Presenters
Bridget R. Scanlon, PhD
Ashraf Rateb, PhD
Bureau of Economic Geology, The University of Texas at Austin
Abstract
Understanding the relative importance of climate extremes (droughts and floods) and human water use is critical for sustainable water management. GRACE satellites provide an unprecedented opportunity to track changes in terrestrial total water storage to compare with climate forcing and human water use. Here we show that climate is the dominant driver of total water storage changes in the 14 major U.S. aquifers over the past 15 yrs. (2002–2017) but human water use amplifies or dampens these changes. Effects of long-term droughts in the Central Valley and southern High Plains are amplified by groundwater pumpage, resulting in unsustainable depletion of -30 to -40 km3 over 15 yr. Lower drought intensities in the northwest and north central aquifers are partially dampened by surface water irrigation with up to 22 km3 water storage increase in the Northern High Plains. Although the Mississippi Embayment Aquifer is subjected to intensive groundwater irrigation, the GRACE satellites suggest minimal water storage depletion which suggests that irrigation is capturing stream water rather than depleting groundwater in the shallow alluvial aquifer. These GRACE results contradict previous monitoring and regional modeling output that suggest widespread groundwater depletion in the Mississippi Embayment aquifer. Long-term, decadal regional modeling results in the southwest and northwest are consistent with the recent satellite data showing groundwater storage decreases in the southwest and increases in the northwest.
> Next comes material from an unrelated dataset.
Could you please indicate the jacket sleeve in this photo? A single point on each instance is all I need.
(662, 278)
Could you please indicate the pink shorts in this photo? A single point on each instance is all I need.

Approaches towards more sustainable water management include conjunctive use of surface water and groundwater within the context of floods and droughts. Inefficient surface water irrigation and efficient groundwater irrigation should be optimal from a groundwater storage perspective. Excess surface water from flooding could be captured and stored in depleted aquifers that are a legacy of previous overexploitation to promote more sustainable water resources management in the future.